Final Fantasy XIV’s newest expansion Shadowbringers has been running on our PCs and PS4s for quite a few days now, and many have had the time to finish its story. There is a great deal of positivity about the expansion within the community, and I believe a lot of it comes straight from the quality of the storytelling.
That being said, don’t worry: this article isn’t about spoiling any story beats for you, so if you haven’t completed Shadowbringers, you can keep reading without concern. I’m not going to talk specifically about what happens, but about how good it is.
Also, this isn’t a review, as it focuses specifically on the story. If you want to hear about gameplay and features, you should read Ed’s review.
Two years ago, I wrote (on another site, since I wasn’t at Twinfinite back then) a similarly enthusiastic article about the story of the previous expansion, Stormblood. Back then, I was wondering how the development team could ever top that.
Yet, they managed, and not by just a little: it certainly makes me wonder just how far they can go in the future.
The previous expansions, Heavensward and Stormblood, as much as the original A Realm Reborn, were pretty much about keeping the lofty promises made by 1.0 and never realized.
At first, we drove the Garlean Empire out of most of Eorzea. Then, we finally took our first steps through the gates of Ishgard. I still remember the disappointment when, on the very first day of the release of 1.0, I walked at around level 10 all the way to Coerthas (dodging hundreds of monsters that would have one-shot me), only to find the coveted fourth city-state locked and inaccessible.
With Stormblood, Square Enix kept another of those long-lost promises, driving us to liberate Ala Mhigo, healing one of the most pervasive and tragic wounds left on Eorzea by the Empire. As veteran players, some of us had been witnessing the plight of the Ala Mhigan resistance and refugees for seven long years. At long last, Stormblood allowed us to answer that call.
Yet, Shadowbringers is in a way different: while it still ties into the story initiated in 1.0 by continuing the fight against the Ascian threat, we can say that it breaks almost completely free from the narrative constraints created a decade ago by a different team, allowing the current writers to exert their full storytelling might.

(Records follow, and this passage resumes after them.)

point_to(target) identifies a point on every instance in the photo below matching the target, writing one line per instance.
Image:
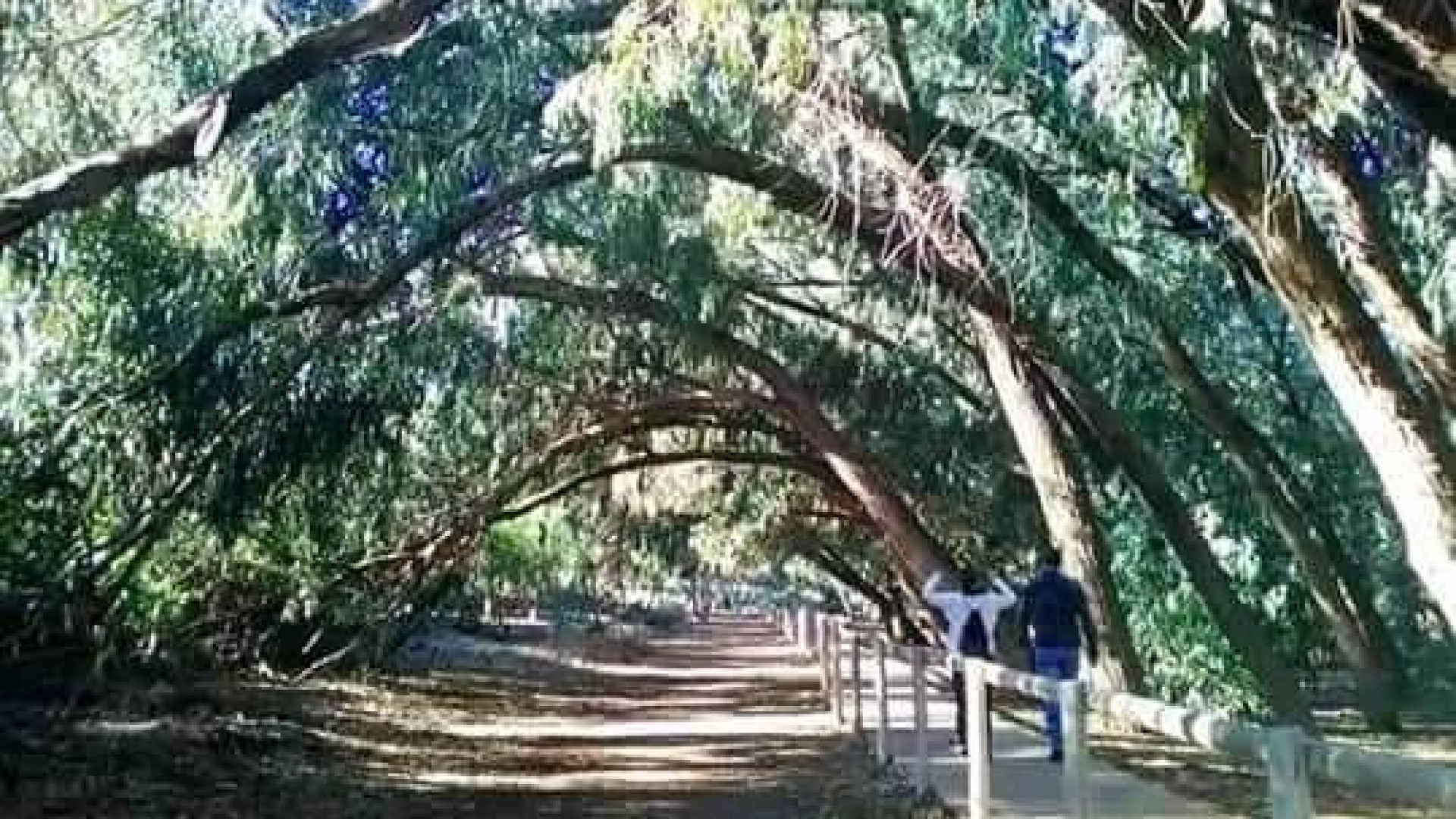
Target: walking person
(970, 617)
(1056, 610)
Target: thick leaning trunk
(1346, 605)
(1241, 624)
(1400, 431)
(1360, 634)
(1398, 428)
(1376, 270)
(912, 547)
(1065, 503)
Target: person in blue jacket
(968, 615)
(1055, 608)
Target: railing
(1292, 758)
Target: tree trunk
(1360, 634)
(1400, 431)
(1242, 626)
(1065, 504)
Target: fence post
(881, 698)
(821, 643)
(922, 719)
(856, 682)
(1075, 748)
(836, 673)
(977, 741)
(1289, 774)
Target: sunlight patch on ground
(604, 779)
(708, 725)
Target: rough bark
(1065, 503)
(194, 133)
(1398, 428)
(1242, 626)
(1376, 270)
(1360, 634)
(912, 547)
(1405, 47)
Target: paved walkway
(1024, 783)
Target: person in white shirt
(970, 617)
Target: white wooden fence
(1292, 760)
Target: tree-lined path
(721, 723)
(1024, 783)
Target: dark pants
(963, 722)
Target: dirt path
(717, 725)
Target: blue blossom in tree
(1062, 46)
(340, 206)
(369, 104)
(545, 85)
(1367, 156)
(484, 181)
(369, 164)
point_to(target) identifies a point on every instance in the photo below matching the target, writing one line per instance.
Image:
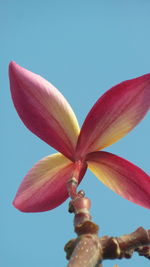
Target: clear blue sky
(82, 47)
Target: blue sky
(83, 48)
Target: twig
(88, 250)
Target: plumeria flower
(46, 113)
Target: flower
(46, 113)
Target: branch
(88, 250)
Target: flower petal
(121, 176)
(44, 110)
(116, 113)
(45, 185)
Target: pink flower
(46, 113)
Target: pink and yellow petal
(45, 185)
(121, 176)
(44, 110)
(115, 114)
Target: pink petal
(44, 110)
(121, 176)
(115, 114)
(45, 185)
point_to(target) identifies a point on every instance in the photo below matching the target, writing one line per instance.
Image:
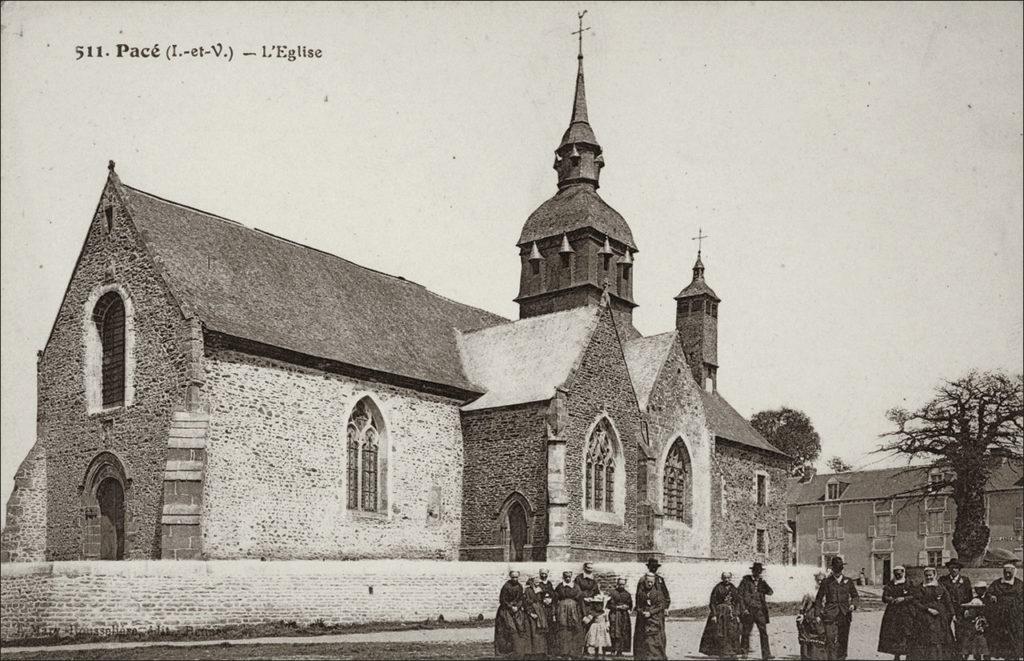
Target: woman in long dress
(810, 628)
(723, 631)
(897, 621)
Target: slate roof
(644, 357)
(727, 423)
(248, 283)
(523, 361)
(574, 207)
(867, 485)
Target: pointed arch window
(677, 484)
(366, 453)
(109, 315)
(600, 467)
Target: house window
(109, 316)
(676, 485)
(367, 453)
(761, 486)
(600, 478)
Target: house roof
(576, 207)
(644, 357)
(868, 485)
(728, 424)
(248, 283)
(525, 360)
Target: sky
(857, 168)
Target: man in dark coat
(1005, 612)
(960, 592)
(897, 621)
(511, 630)
(723, 630)
(649, 640)
(753, 590)
(837, 600)
(620, 626)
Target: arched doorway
(111, 499)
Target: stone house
(213, 391)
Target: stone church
(212, 391)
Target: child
(598, 635)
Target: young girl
(598, 635)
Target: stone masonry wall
(506, 452)
(24, 539)
(136, 434)
(733, 530)
(675, 411)
(61, 599)
(274, 485)
(601, 386)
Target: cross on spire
(581, 31)
(699, 239)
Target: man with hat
(960, 592)
(837, 600)
(753, 590)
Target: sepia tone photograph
(512, 329)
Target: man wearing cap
(837, 600)
(960, 592)
(753, 590)
(1005, 610)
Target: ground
(684, 636)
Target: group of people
(948, 618)
(576, 619)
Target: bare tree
(970, 427)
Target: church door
(111, 498)
(516, 533)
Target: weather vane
(581, 31)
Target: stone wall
(24, 539)
(735, 515)
(276, 437)
(61, 599)
(506, 454)
(675, 411)
(160, 348)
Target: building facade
(861, 518)
(213, 391)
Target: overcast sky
(857, 168)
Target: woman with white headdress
(898, 618)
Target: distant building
(856, 517)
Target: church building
(212, 391)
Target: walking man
(753, 590)
(838, 599)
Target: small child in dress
(598, 635)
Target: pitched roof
(867, 485)
(574, 207)
(644, 357)
(248, 283)
(727, 423)
(523, 361)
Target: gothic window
(676, 484)
(600, 478)
(366, 453)
(109, 315)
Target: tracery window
(365, 457)
(600, 479)
(676, 483)
(109, 315)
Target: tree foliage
(966, 431)
(837, 464)
(790, 431)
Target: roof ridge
(304, 246)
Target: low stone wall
(103, 598)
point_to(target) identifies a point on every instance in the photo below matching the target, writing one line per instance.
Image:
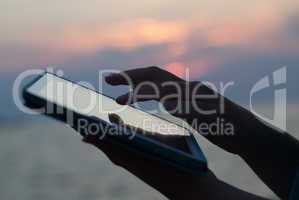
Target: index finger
(133, 76)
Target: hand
(172, 183)
(179, 99)
(261, 146)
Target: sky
(220, 41)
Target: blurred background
(239, 41)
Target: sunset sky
(220, 40)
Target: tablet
(167, 142)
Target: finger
(136, 76)
(125, 77)
(115, 119)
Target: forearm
(274, 158)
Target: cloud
(124, 36)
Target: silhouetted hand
(261, 146)
(172, 183)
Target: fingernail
(111, 77)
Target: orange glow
(125, 36)
(191, 69)
(177, 68)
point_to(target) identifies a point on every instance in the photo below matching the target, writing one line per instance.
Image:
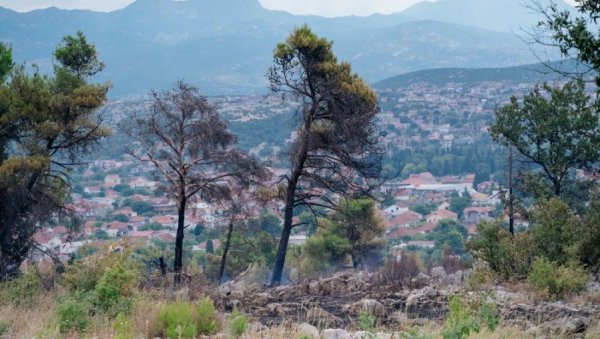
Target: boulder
(426, 303)
(438, 273)
(421, 279)
(372, 307)
(319, 317)
(398, 317)
(454, 279)
(276, 309)
(307, 330)
(566, 326)
(335, 334)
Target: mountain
(225, 46)
(525, 74)
(498, 15)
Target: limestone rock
(421, 279)
(566, 326)
(438, 273)
(319, 317)
(372, 307)
(276, 309)
(335, 334)
(307, 330)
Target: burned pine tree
(190, 146)
(335, 153)
(47, 125)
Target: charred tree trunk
(225, 251)
(178, 265)
(285, 235)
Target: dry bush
(400, 270)
(28, 322)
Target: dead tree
(335, 152)
(185, 139)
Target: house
(405, 219)
(202, 247)
(403, 194)
(298, 239)
(438, 215)
(395, 210)
(416, 180)
(127, 211)
(92, 189)
(401, 232)
(486, 187)
(166, 237)
(112, 180)
(474, 215)
(164, 206)
(117, 228)
(141, 235)
(140, 182)
(169, 221)
(432, 197)
(419, 243)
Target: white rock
(307, 330)
(335, 334)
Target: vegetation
(46, 125)
(185, 139)
(354, 231)
(335, 145)
(558, 134)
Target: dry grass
(28, 321)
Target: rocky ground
(335, 304)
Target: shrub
(589, 251)
(207, 317)
(114, 289)
(400, 269)
(469, 315)
(123, 327)
(557, 282)
(510, 257)
(73, 315)
(178, 320)
(366, 321)
(4, 328)
(23, 290)
(238, 323)
(555, 230)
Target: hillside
(226, 47)
(532, 73)
(504, 16)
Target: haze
(328, 8)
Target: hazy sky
(321, 7)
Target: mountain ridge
(226, 49)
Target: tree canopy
(555, 128)
(335, 149)
(47, 124)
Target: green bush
(509, 257)
(4, 328)
(238, 323)
(114, 289)
(469, 315)
(23, 290)
(178, 320)
(557, 282)
(589, 237)
(366, 321)
(207, 317)
(73, 314)
(554, 230)
(123, 327)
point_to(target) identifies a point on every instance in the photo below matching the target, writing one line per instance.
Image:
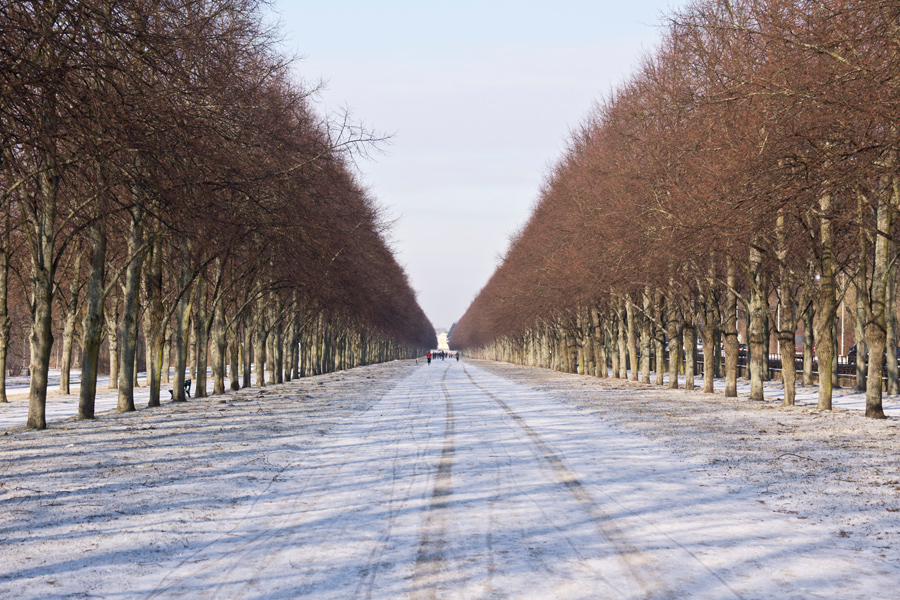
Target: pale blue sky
(479, 97)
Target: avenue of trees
(750, 162)
(162, 176)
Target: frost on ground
(836, 467)
(87, 505)
(454, 480)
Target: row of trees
(752, 162)
(161, 168)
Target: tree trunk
(92, 323)
(809, 338)
(182, 323)
(236, 340)
(5, 321)
(876, 323)
(154, 327)
(689, 334)
(893, 376)
(218, 348)
(259, 345)
(42, 277)
(167, 351)
(729, 331)
(69, 328)
(826, 305)
(645, 338)
(632, 337)
(111, 314)
(659, 339)
(128, 324)
(201, 334)
(674, 346)
(756, 336)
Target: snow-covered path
(462, 484)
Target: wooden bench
(187, 389)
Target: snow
(454, 480)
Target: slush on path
(462, 484)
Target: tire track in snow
(629, 554)
(239, 558)
(430, 557)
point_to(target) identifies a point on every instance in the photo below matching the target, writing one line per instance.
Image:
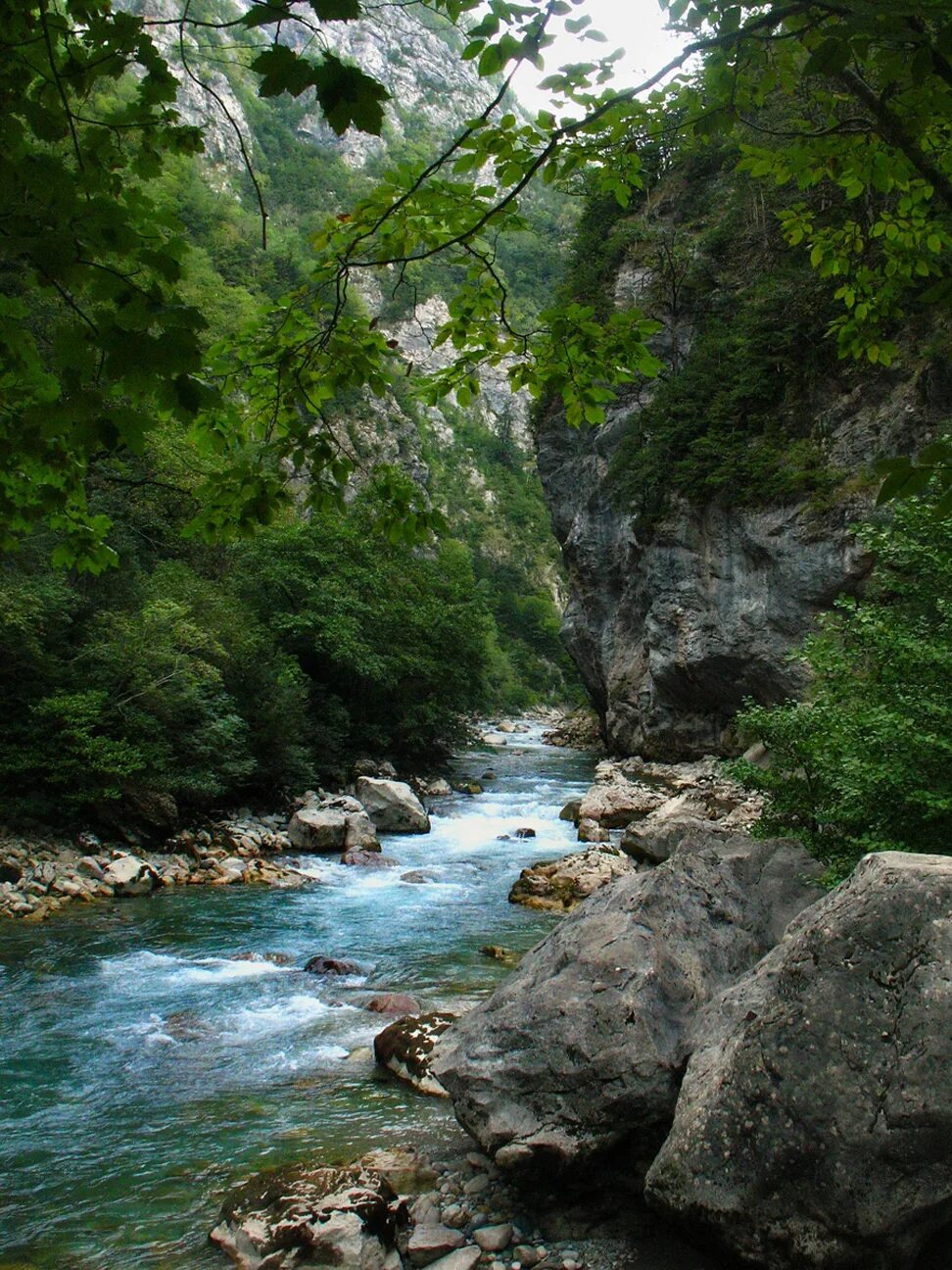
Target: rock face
(557, 885)
(393, 806)
(320, 1217)
(406, 1046)
(128, 875)
(583, 1048)
(815, 1129)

Previous Final Fantasy XIV storylines had been a bit more mundane than your usual Final Fantasy fare. This isn’t to say that they weren’t epic, but they mostly dealt with worldly threats and conflicts. Shadowbringers expands the scale to the universal level, making you feel the full weight of what is at stake.
The story of the game has delved into darker and darker themes through updates and expansions, but Shadowbringers’ story is really, really dark.
It does an extremely good job in conveying the feeling of traveling a world on the brink of annihilation. While the developers have gone a bit overboard with the quantity of sidequests (I will admit that in certain points I felt like I had gone back to Heavensward’s moogle hell), most of the interaction with the many NPCs we’ll meet in Norvrandt feels meaningful and deeply connected with the situation of their world.
Going into Shadowbringers, I was actually concerned that I wouldn’t feel much of an emotional connection with the setting. After all, my Warrior of Light was not in Eorzea anymore, and I had not developed as much emotional investment into the plight of Norvrandt and its people.
Of course, we had met some of its heroes in the past, and we had lost Minfilia during that interaction, but could that really compare with nine years of fighting for Eorzea?
As it turns out, I was wrong.
Not only the connection with Eorzea remains strong, as we’re effectively fighting for the future of both worlds, but the storytelling does an amazing job in bolstering that small initial link and adding to it to create an emotional connection with Norvrandt and its people extremely quickly and effectively. By when I was done with half of the first area, I was already hooked.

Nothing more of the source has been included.